The aim of the present investigation is to study the internal water relations,of ageing Gerbera inflorescences and their consequence on keepingquality of cut inflorescences. As in all parts of this paper, the term "flower" will be used to describe an inflorescence with its supporting stem.
A great problem during vase-life of cut Gerbera flowers is ',stem break", a sudden bending of the stem. As described in part 1, this phenomenon was caused by a water shortage in the flower. The water-stress was a result of a decline of the absorption rate, due to an increase of the resistance to the water flow between the vase and the petals. In roses (which show a similar phenomenon) a water deficit in the flower-neck occurs because of competition between the various organs when the water supply is limiting (Zieslin et al., 1978). Also in the Gerbera flower there seems to be a competition for the available water, between flower head and stem.
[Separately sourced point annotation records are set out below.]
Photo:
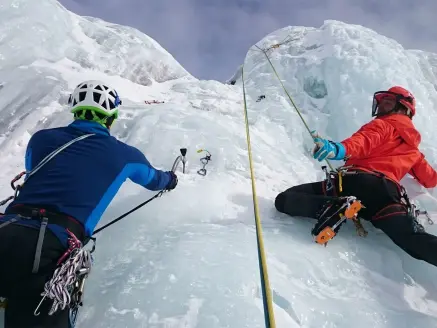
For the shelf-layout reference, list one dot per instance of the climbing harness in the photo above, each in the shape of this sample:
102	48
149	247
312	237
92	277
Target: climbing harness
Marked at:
66	286
329	223
41	215
204	161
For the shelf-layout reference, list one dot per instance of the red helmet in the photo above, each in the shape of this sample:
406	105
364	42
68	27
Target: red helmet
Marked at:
398	95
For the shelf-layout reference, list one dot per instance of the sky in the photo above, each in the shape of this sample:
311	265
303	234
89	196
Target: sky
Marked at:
210	38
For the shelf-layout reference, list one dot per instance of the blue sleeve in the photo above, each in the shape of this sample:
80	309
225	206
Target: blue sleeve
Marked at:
28	157
144	174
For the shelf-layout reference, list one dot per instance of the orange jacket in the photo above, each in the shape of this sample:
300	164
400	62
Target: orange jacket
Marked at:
389	144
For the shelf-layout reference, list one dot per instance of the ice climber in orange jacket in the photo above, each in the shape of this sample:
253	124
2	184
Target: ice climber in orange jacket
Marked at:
376	157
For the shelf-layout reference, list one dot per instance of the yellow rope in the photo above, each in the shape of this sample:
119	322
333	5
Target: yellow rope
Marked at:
267	295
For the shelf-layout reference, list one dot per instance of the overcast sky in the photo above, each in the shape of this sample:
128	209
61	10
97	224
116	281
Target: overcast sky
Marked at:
210	38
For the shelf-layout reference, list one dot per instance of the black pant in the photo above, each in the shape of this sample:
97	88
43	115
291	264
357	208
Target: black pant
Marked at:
20	286
378	195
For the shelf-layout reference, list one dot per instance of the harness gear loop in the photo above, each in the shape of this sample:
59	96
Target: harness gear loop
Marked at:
328	225
66	286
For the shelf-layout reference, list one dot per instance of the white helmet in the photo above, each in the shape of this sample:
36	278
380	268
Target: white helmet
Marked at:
95	96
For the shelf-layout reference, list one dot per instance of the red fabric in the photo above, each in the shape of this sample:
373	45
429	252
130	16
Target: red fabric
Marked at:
389	144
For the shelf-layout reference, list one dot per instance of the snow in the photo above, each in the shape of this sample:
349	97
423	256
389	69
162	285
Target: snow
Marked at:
189	259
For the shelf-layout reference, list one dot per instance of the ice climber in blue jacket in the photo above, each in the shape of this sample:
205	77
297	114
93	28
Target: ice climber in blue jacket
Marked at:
70	191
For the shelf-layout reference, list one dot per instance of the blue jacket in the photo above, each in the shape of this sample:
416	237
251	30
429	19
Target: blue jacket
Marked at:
83	179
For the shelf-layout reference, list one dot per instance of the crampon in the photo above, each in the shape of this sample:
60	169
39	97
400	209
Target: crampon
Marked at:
333	215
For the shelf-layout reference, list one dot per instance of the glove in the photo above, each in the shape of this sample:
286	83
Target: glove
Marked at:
173	181
326	149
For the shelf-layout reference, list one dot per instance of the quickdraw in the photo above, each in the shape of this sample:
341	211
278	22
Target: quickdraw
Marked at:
204	161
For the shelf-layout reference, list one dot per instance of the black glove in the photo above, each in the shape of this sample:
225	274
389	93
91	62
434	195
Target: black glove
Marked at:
173	181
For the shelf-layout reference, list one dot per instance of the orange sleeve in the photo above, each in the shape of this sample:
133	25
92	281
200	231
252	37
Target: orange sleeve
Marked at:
424	173
367	138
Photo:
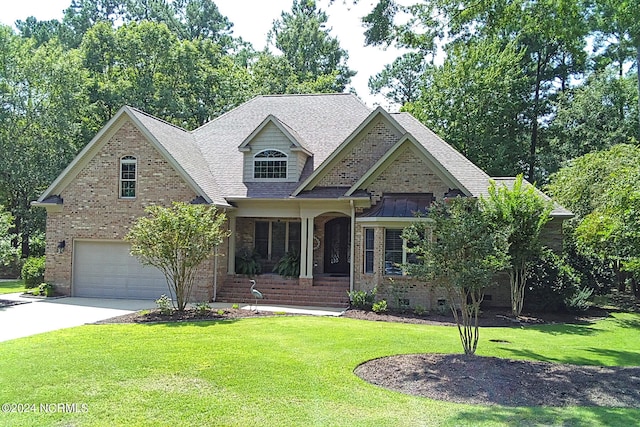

The increase in flow resistance causing stem break, was a result of microbial activity in the vase water. "Stem-plugging" by bacteria can be considerable already after 2 days for many flower species (Aarts, 1957). Silver-ions can extend keeping-quality of cut carnation flowers by their anti-ethylene effect (Halevy and Kofranek, 1977; Veen and Van de Geijn, 1978). However, the prevention of stem break by silver nitrate in the vase water is related to its bactericidal effect, as the mobility of silver supplemented as silver nitrate, is very low in flower stew (Veen and Van de Geijn, 1978; Nowak, 1979). Moreover, a pretreatment (1-24 h) of Gerbera stems with silver nitrate does not counteract the detrimental effect of etephon (Nowak, 1979). Mayak et al. (1977) demonstrated, that a pretreatment of the carnation stem with silver nitrate reduced the microbial population of the vase solution by the release of silver from the impregnated stem. They found that another important beneficial effect of such a pretreatment of the stem base is to decrease the toxic effect of metabolites produced by bacteria. So, the use of silver nitrate as a short pretreatment immediately after cutting will have advantages above other bactericides.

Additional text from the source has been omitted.